Casey v. National Union

District of Columbia Court of Appeals
Casey v. National Union, 3 D.C. App. 510 (D.C. 1894)
Alvey, Shepard

Casey v. National Union

Dissenting Opinion

Mr. Justice Shepard,

dissenting:

I concur in the reversal of the judgment, but not in the opinion of the court in its entirety. I am of opinion that the jury should have been instructed to return a verdict for the defendant

Opinion of the Court

Mr. Chief Justice Alvey

delivered the opinion ■ of the Court:

The plaintiff, the- widow of Martin V. Casey, deceased, instituted this action against the defendant, a corporation *515incorporated under the laws of the State of Ohio, as a mutual benefit association, to recover the amount of an insurance policy or benefit certificate, on the life of the deceased, Martin V. Casey. The policy or benefit certificate declared on was issued on the 29th of March, 1886, to Martin V. Casey, who then became a member of the association, for the sum of $5,000, payable to his wife Eva A. Casey, the plaintiff in this action. All dues and assessments payable to the association on the policy have been duly paid. The policy or certificate was issued under the seal of the corporation, and is declared on as a sealed instrument.

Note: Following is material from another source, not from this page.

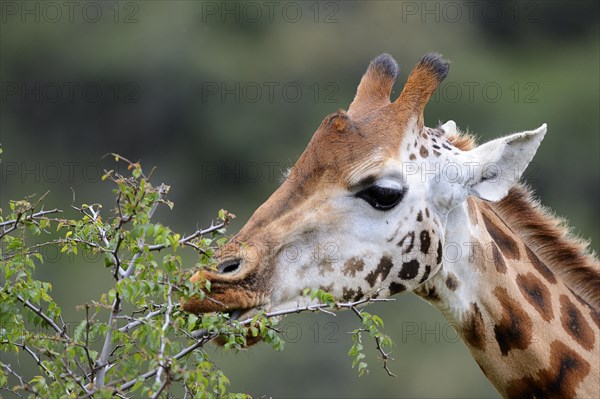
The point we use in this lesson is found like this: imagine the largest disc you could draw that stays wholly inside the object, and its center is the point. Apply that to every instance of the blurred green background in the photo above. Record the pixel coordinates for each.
(223, 97)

The defendant pleaded to the declaration several pleas. First, that it was not indebted as alleged; Second, that it did not promise as alleged. These two pleas were technically inappropriate to the action on a sealed instrument, but the plaintiff joined issue on them, and thereby agreed to try the case on the issues thus made. The third, fourth and fifth pleas allege, with variation of statement, the fact that the insured wilfully and intentionally committed suicide; and that, by a provision of the policy, such suicide avoided the policy on the life of the deceased. Issue was joined on these pleas also.

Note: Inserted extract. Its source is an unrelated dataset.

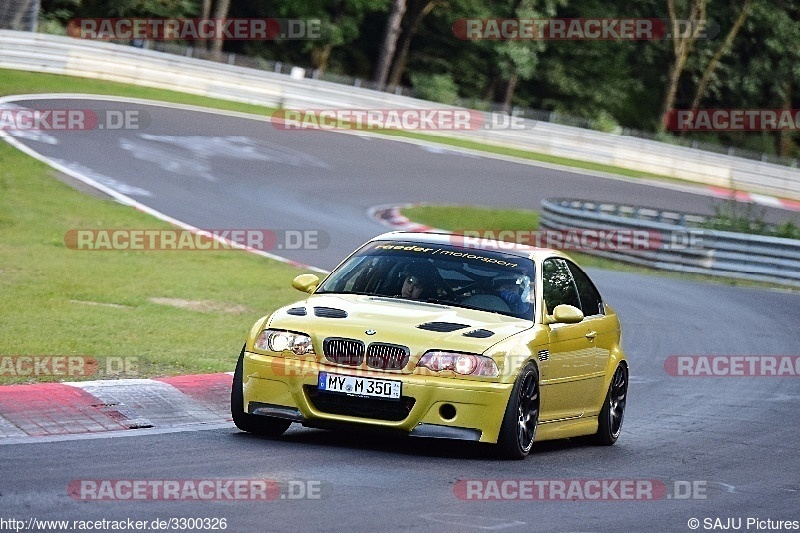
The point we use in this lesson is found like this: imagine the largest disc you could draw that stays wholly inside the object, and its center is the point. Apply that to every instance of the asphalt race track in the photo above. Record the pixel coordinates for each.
(732, 439)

Among the by-laws controlling the benefit fund of the association, and subject to which by-laws the certificate or policy sued on was issued, is the following provision:

“That no benefit whatever shall be paid upon the death, of a member who commits suicide within two years after becoming a beneficial member, whether the member at the time of committing suicide be either sane or insane.”

There have been two jury trials of the case, on the issues made by the pleadings, both of which resulted in favor of the plaintiff for the amount of the policy.

At the last trial several questions were raised as to the admissibility of evidence, and as to the giving and refusing of instructions to the jury by the court. There was also a motion for a new trial, upon the ground that the evidence was not sufficient in law to support the verdict. The mo*516tion was overruled, and an appeal was taken to the General Term of the Supreme Court of the District, from whence the case was transferred to this court under the statute.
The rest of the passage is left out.